The Queensland Court of Appeal last week confirmed that, from the date of a disclaimer under the Corporations Act 2001, the liquidators of Linc Energy Limited (Linc) do not have an obligation to ensure that Linc complies with an environmental protection order. This case has significant implications for the operation of environmental enforcement tools under the Queensland Environmental Protection Act 1994 (EP Act) in situations where a company is in liquidation.
Linc owned a pilot underground gasification plant near Chinchilla which was operated under the authority of, amongst other things, a mineral development licence (MDL) and environmental authorities (EA).
On 13 May 2016, shortly after liquidators were appointed, the Chief Executive of the then Department of Environment and Heritage issued an environmental protection order (EPO) under the EP Act to Linc. That EPO contained a number of requirements that were stated to have to be fulfilled for Linc to comply with the general environmental duty under the EP Act. The general environmental duty requires that a person who is carrying out an activity that causes or is likely to cause environmental harm, take all reasonable and practicable measures to prevent or minimise the harm from the activity.
The particular terms of the EPO included requirements on Linc to undertake sampling, monitoring and reporting and maintain infrastructure on the site.
On 30 June 2016, the liquidators gave notice under the Corporations Act 2001 disclaiming the land, and, amongst other things, the MDL and the EAs.
The State accepted that the liquidators had validly disclaimed the land, including plant and equipment and the MDL, but disputed that the EAs were capable of being disclaimed. The State wrote to the liquidators to say that:
- the State would secure the site and take control of it;
- any ownership of removable plant and equipment on the site vested in the State; and
- no one was to enter the site without the State's prior written consent.
Despite this, the State argued that Linc remained bound to comply with the EPO, and that the liquidators, as executive officers of Linc, were bound to cause Linc to comply with the EPO.

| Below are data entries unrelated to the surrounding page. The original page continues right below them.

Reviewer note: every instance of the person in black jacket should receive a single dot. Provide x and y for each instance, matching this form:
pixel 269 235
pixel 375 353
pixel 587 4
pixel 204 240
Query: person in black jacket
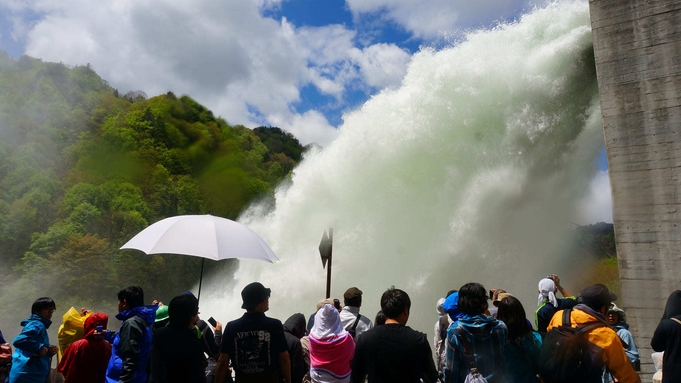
pixel 667 338
pixel 176 351
pixel 393 352
pixel 294 329
pixel 211 346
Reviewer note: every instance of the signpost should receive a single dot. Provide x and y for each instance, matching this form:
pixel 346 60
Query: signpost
pixel 325 250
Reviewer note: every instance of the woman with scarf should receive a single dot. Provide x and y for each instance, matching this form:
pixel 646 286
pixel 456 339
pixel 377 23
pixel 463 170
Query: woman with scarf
pixel 521 354
pixel 33 353
pixel 548 304
pixel 331 348
pixel 85 360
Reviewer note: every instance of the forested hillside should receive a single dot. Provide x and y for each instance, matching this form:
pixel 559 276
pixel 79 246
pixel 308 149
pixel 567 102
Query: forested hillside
pixel 83 169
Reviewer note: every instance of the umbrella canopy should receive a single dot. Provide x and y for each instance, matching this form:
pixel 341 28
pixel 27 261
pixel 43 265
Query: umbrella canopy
pixel 203 236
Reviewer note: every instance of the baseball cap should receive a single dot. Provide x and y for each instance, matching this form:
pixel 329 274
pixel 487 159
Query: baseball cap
pixel 351 293
pixel 499 297
pixel 253 294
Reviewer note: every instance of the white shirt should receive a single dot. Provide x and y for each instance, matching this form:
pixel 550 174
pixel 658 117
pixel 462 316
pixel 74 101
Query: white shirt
pixel 349 315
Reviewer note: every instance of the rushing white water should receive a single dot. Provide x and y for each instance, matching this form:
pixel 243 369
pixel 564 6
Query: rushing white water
pixel 469 171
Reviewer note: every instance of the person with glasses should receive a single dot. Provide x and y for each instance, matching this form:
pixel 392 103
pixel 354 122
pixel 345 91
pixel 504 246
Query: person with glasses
pixel 32 350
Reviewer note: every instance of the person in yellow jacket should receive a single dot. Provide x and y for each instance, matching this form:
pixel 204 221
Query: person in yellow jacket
pixel 595 302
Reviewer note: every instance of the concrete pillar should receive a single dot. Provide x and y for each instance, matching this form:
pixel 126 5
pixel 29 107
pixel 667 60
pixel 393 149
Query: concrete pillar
pixel 637 45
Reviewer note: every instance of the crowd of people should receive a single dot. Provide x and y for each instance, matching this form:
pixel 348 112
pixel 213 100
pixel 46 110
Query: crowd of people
pixel 571 339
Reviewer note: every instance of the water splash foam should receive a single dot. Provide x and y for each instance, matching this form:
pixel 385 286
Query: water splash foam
pixel 469 171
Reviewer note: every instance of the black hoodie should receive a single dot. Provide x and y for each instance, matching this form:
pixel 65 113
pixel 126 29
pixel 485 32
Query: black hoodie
pixel 294 329
pixel 667 338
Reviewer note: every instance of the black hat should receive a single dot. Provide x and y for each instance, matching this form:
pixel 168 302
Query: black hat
pixel 253 294
pixel 597 296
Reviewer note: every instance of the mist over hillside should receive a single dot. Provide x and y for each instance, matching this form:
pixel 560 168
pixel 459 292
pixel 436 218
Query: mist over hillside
pixel 84 167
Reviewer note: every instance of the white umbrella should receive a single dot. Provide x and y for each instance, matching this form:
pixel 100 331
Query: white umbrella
pixel 204 236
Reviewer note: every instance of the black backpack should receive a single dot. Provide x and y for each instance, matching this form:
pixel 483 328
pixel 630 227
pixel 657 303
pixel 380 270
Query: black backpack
pixel 566 356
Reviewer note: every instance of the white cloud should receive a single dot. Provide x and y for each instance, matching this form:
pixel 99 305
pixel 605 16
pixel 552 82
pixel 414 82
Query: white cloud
pixel 433 18
pixel 382 65
pixel 247 68
pixel 597 204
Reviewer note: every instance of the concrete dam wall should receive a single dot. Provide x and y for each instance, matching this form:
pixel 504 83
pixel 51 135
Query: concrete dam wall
pixel 637 46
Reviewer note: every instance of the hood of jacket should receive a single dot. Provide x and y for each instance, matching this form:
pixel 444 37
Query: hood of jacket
pixel 438 307
pixel 35 317
pixel 295 325
pixel 673 307
pixel 479 325
pixel 94 320
pixel 146 313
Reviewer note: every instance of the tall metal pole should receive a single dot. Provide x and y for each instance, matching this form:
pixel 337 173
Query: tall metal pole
pixel 328 270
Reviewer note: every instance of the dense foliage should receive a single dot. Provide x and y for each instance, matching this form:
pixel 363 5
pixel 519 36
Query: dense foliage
pixel 83 169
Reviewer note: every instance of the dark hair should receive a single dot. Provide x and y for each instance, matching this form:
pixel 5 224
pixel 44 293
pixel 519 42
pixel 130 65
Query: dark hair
pixel 394 301
pixel 472 299
pixel 512 313
pixel 181 310
pixel 133 295
pixel 673 306
pixel 354 302
pixel 380 318
pixel 41 304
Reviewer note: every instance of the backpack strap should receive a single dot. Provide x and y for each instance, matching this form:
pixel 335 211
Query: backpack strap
pixel 566 317
pixel 586 327
pixel 466 347
pixel 354 326
pixel 444 324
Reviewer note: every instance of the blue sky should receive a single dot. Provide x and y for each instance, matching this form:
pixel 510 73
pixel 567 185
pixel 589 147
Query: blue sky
pixel 296 64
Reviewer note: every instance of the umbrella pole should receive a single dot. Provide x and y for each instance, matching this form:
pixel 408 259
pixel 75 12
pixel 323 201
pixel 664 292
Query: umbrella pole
pixel 198 298
pixel 328 270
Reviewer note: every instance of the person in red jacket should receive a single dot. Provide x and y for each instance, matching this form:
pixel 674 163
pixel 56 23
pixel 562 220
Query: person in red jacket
pixel 85 360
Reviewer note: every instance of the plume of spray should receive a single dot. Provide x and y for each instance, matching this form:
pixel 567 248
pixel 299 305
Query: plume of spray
pixel 469 171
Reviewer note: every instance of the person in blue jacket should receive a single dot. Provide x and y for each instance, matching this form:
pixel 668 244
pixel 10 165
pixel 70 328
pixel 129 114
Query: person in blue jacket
pixel 132 344
pixel 32 349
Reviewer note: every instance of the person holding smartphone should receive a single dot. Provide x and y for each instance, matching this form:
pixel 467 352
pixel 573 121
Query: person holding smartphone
pixel 548 304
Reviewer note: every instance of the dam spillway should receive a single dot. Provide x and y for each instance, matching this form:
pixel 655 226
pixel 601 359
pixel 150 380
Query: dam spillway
pixel 637 48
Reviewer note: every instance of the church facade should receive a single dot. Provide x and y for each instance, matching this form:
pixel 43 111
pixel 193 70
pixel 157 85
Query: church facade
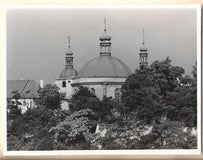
pixel 103 75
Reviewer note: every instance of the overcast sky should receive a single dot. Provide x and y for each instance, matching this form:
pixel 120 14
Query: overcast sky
pixel 37 38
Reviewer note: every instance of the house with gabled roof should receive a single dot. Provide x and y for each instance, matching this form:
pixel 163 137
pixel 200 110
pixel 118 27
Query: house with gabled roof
pixel 22 92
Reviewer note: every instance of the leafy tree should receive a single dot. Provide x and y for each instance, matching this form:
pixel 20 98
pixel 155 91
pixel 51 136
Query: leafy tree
pixel 140 95
pixel 13 109
pixel 49 97
pixel 35 123
pixel 84 99
pixel 75 130
pixel 166 75
pixel 182 102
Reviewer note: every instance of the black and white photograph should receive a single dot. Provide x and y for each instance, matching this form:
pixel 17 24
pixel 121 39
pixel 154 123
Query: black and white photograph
pixel 103 79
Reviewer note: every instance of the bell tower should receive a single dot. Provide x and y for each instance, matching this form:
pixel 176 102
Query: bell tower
pixel 69 56
pixel 105 44
pixel 143 53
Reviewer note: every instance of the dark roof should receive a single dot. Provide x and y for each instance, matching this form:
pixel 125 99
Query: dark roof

Why the liquidators were not bound by the EPO
Ultimately, the Court of Appeal overturned the decision at first instance and found that the liquidators were not bound to cause Linc to comply with the EPO from the date of the disclaimer. The Court found in favour of the liquidators for a number of reasons, including that:
- the requirements of the EPO were liabilities in respect of disclaimed property, and therefore those liabilities were terminated upon the disclaimer;
- the only stated ground for issuing the EPO was to secure compliance with the general environmental duty.Once the activities had ceased, there was no activity to which the general environmental duty could attach.This finding was made in circumstances where:
- there is no obligation in the EP Act to continue carrying on an activity;
- there are provisions in the EP Act that require the recipient of an EPO to give notice where they have ceased carrying on an activity;
- the majority of the requirements of the EPO required Linc to be on site; and
- the EPO did not require Linc to continue to carry on any relevant activity; and
- it was impossible for Linc to carry on its activity where the MDL, the land and the infrastructure had been validly disclaimed, and the State had written to Linc confirming that disclaimer.This supported a conclusion that there was a clear and immediate link between the disclaimed property and Linc's liabilities.
- the case involved much discussion about the possible inconsistency between the Corporations Act 2001 and the EP Act, in the context of section 5G of the Corporations Act which operates to preserve the State law despite an inconsistency.The Court found that this provision had no operation in this case, amongst other reasons because the EP Act is not a State law whose subject matter is the external administration of a corporation.
Implications for liquidators
The case has important implications for liquidators in respect of their obligations as executive officers of a corporation under the EP Act. Although in this particular case the EPO was issued on narrow grounds, in circumstances where the State acted to explicitly accept the disclaimed property and exclude Linc's access, the case is likely to be more broadly applicable in defining the environmental obligations of liquidators where property is disclaimed under the Corporations Act.